Department of Stress Response Science, Center for Advanced Medical Research, Hirosaki University Graduate School of Medicine, 5 Zaifu-cho, Hirosaki, 036-8562, Japan.
Department of Cardiology and Nephrology, Hirosaki University Graduate School of Medicine, 5 Zaifu-cho, Hirosaki, 036-8562, Japan.
Arch Pharm Res. 2020 Mar;43(3):286-296. doi: 10.1007/s12272-019-01188-z. Epub 2019 Nov 11.
Nrf2 regulates redox homeostasis in cells by coordinately regulating a range of antioxidant enzymes and proteins. An increase in oxidative stress is one of the hallmarks of aging, and Nrf2 protein levels and activity decrease with aging. Decreased mitochondrial functions, such as decreased ATP production, also occur with aging, leading to the increased generation of reactive oxygen species (ROS) and oxidative stress. Thus, understanding the relationships between Nrf2 and the mitochondria is important for clarifying the regulatory mechanisms of aging. It is becoming clear that Nrf2 is activated in a tissue-specific manner in response to mitochondrial or NADPH oxidase-generated ROS. As the heart consists of postmitotic cells that utilize ATP produced mainly by mitochondrial oxidative phosphorylation, cardiomyocytes are equipped with highly sophisticated mitochondrial quality control mechanisms. Consistent with these findings, it has been reported that Nrf2 in the heart is regulated via a specific translational mechanism and that Nrf2 activation confers cardioprotective effects in various disease models. Thus, Nrf2 is a promising target for anti-aging strategies to combat age-related heart diseases, such as age-related cardiomyopathy.

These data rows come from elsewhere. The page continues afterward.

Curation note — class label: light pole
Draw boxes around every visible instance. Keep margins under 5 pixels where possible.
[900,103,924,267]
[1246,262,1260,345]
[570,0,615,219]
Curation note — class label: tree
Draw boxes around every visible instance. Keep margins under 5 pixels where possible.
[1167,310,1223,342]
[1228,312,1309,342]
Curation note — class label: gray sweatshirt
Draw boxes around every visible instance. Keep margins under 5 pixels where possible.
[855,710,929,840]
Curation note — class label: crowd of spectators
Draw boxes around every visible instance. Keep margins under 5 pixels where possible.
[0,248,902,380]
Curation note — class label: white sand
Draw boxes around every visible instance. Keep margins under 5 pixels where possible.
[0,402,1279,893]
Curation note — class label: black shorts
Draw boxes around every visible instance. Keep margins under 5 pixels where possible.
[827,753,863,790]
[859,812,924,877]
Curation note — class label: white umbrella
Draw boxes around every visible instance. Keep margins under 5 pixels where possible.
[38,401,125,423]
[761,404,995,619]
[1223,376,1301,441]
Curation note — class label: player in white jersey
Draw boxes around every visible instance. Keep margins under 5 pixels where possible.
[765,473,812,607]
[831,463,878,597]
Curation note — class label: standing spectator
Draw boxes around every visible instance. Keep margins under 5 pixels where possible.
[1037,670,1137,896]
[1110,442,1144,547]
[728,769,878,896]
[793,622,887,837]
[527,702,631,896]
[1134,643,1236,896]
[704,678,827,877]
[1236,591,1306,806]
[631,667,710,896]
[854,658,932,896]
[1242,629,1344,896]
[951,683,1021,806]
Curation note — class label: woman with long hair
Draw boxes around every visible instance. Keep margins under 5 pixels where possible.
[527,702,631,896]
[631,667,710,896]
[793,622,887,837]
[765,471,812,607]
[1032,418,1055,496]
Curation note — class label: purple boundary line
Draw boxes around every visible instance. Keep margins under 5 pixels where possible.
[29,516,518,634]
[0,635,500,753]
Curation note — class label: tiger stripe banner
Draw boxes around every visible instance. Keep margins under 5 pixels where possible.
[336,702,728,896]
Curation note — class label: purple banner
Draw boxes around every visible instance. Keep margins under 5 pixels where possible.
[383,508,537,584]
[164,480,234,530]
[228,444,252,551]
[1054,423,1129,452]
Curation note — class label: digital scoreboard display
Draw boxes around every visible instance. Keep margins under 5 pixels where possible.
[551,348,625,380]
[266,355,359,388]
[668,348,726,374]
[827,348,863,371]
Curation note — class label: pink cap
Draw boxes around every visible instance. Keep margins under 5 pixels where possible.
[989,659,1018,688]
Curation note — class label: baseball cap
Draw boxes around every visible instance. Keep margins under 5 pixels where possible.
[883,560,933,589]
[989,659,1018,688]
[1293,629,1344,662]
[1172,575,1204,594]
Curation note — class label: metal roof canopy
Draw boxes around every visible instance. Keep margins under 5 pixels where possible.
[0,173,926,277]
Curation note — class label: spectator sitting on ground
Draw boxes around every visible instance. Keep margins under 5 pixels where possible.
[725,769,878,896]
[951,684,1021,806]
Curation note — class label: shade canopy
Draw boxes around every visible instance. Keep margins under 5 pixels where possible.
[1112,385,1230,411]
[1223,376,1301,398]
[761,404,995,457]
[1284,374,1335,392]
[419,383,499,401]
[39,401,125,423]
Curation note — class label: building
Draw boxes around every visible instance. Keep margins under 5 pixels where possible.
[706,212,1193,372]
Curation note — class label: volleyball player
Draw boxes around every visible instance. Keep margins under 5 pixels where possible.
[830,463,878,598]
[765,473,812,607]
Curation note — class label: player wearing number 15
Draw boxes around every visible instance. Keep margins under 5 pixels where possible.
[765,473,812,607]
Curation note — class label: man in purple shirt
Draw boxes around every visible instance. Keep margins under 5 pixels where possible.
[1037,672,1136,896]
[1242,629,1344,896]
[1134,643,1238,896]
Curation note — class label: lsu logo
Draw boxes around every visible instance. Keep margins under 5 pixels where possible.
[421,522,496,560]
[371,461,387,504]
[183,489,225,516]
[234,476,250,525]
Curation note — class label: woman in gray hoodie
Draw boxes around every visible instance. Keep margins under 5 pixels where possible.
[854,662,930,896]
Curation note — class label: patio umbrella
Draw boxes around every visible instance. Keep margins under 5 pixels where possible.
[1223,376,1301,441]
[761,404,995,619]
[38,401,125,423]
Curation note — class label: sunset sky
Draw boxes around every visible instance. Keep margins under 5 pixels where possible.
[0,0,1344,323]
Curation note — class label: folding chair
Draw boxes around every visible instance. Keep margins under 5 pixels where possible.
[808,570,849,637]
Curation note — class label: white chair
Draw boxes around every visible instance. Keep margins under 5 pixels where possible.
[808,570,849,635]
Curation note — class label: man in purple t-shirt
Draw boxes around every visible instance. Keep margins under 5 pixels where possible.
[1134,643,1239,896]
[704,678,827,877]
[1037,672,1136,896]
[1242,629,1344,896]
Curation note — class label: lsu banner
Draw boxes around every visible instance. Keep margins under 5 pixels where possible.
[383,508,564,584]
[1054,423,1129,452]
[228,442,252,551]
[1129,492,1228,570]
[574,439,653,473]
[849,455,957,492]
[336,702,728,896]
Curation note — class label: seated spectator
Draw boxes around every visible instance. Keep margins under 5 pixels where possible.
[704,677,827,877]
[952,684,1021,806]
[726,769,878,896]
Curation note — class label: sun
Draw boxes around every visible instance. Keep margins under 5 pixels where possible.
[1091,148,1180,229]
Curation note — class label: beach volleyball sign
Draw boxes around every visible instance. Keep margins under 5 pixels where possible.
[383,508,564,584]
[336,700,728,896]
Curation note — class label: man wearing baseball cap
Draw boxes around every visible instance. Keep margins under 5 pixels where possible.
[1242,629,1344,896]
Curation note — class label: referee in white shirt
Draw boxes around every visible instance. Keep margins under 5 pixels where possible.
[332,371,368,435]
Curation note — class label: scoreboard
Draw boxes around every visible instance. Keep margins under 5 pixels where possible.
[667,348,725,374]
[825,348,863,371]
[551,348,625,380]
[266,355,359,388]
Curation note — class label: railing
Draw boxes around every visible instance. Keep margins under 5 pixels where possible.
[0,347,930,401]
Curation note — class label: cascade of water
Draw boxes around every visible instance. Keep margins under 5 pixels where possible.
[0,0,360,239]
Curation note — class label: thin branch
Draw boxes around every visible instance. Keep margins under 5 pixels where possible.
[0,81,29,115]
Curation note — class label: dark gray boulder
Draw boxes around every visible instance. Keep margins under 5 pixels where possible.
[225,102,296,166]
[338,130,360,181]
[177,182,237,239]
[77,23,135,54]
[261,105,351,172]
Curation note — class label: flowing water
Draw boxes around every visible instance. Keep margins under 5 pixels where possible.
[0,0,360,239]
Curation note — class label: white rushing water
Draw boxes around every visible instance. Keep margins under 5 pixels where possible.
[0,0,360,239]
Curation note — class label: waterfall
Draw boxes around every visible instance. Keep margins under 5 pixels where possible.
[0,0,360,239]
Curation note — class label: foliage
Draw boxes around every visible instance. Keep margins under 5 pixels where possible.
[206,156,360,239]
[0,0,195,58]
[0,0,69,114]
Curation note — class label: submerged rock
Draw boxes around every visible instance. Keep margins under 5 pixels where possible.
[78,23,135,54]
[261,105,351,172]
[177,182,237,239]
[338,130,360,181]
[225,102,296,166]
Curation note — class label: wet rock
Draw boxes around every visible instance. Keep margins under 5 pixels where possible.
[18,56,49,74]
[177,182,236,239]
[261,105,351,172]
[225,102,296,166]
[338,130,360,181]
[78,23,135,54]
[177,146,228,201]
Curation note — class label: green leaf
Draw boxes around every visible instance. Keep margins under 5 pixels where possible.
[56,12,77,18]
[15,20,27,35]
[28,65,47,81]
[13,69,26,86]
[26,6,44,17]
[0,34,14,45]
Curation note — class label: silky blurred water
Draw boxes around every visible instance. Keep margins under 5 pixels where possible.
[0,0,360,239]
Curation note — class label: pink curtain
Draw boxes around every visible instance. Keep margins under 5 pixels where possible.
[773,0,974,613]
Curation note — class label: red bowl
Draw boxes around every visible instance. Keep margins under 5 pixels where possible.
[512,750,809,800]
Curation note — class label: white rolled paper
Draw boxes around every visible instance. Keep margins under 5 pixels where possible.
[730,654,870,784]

Nrf2 通过协调调节一系列抗氧化酶和蛋白质来调节细胞内的氧化还原稳态。氧化应激的增加是衰老的标志之一,而 Nrf2 蛋白水平和活性随着衰老而降低。衰老伴随着线粒体功能的下降,例如 ATP 产生减少,这导致活性氧(ROS)和氧化应激的产生增加。因此,了解 Nrf2 和线粒体之间的关系对于阐明衰老的调节机制非常重要。越来越明显的是,Nrf2 会针对线粒体或 NADPH 氧化酶产生的 ROS 以组织特异性的方式被激活。由于心脏由利用主要通过线粒体氧化磷酸化产生的 ATP 的有丝分裂后细胞组成,心肌细胞配备了高度复杂的线粒体质量控制机制。与这些发现一致,据报道,心脏中的 Nrf2 通过特定的翻译机制进行调节,并且 Nrf2 的激活在各种疾病模型中赋予了心脏保护作用。因此,Nrf2 是对抗与年龄相关的心脏病(如年龄相关性心肌病)等与年龄相关的心脏疾病的抗衰老策略的有前途的靶标。